Neither of the scouts had yet to return when they heard that final transmission, which consisted mostly of Rawne’s team’s frantic, garbled screams and intermittent laser fire over the radio, followed by silence. Most of them looking ready to panic, Freedan ordered them to form a circle around him, trying to remain as calm as he could while all but begging his own hirelings not to desert him. Weapons bristling, lights trained on all three directions to cover any angle of attack.
The minutes dragged on, and no news from any front, the tension visibly getting to everyone.
Finally, the two scouts from the left-hand passage returned, reporting another dead end, then joining the others’ defense amid creepy rumors Freedan couldn’t find the words to squelch.
Much to his consternation, he was beginning to fear he might have to call off the entire expedition if they received no word from Rawne soon.

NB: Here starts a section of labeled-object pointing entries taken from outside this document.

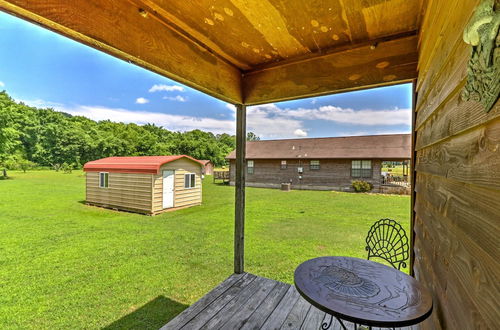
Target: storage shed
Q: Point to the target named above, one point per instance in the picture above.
(145, 184)
(208, 167)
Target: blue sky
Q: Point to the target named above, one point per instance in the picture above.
(44, 69)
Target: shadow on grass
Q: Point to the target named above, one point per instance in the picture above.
(153, 315)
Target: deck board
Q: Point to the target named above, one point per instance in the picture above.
(249, 302)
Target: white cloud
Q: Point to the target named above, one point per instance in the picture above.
(166, 88)
(38, 103)
(300, 132)
(168, 121)
(356, 117)
(269, 121)
(141, 100)
(177, 98)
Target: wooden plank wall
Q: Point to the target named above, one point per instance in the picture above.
(128, 191)
(182, 197)
(333, 173)
(457, 206)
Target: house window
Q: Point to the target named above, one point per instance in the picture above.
(103, 179)
(314, 165)
(250, 167)
(361, 169)
(189, 180)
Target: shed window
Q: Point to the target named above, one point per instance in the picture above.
(250, 167)
(361, 169)
(189, 180)
(314, 165)
(103, 179)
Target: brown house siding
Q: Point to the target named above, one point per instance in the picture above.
(334, 174)
(458, 180)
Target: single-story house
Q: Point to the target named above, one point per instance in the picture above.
(208, 167)
(144, 184)
(321, 163)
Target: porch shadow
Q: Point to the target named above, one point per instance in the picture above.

Unsure if any amount of money could persuade any of them to go after their leader, Freedan was about propose the idea anyway, when they spotted a light around the bend back the way they came from.
“Hold your fire!” Freedan ordered, hoping it would stick. Wanting to see for himself what was back there before they started shooting blindly.
A lone figure stumbled into their concentrated light, shielding his eyes against the glare. His own men recognized him first as Aden Rawne ran up to them. Relief quickly gave way to dismay as they got a good look at him.
Duster shredded, pantlegs torn, combined with the mortified expression on his face, of fear as Freedan had never seen before, fear that might be the last straw to break his own men.
“What the hell happened to you?” he demanded.
“Underdwellers…” Rawne breathed, his voice reflecting his ragged appearance. “They’re real…”
“What are you talking about?”
The men began to murmur amongst themselves.
“There were hundreds of them,” Rawne reported. “Just kept coming… I escaped only by using my last flash grenade.”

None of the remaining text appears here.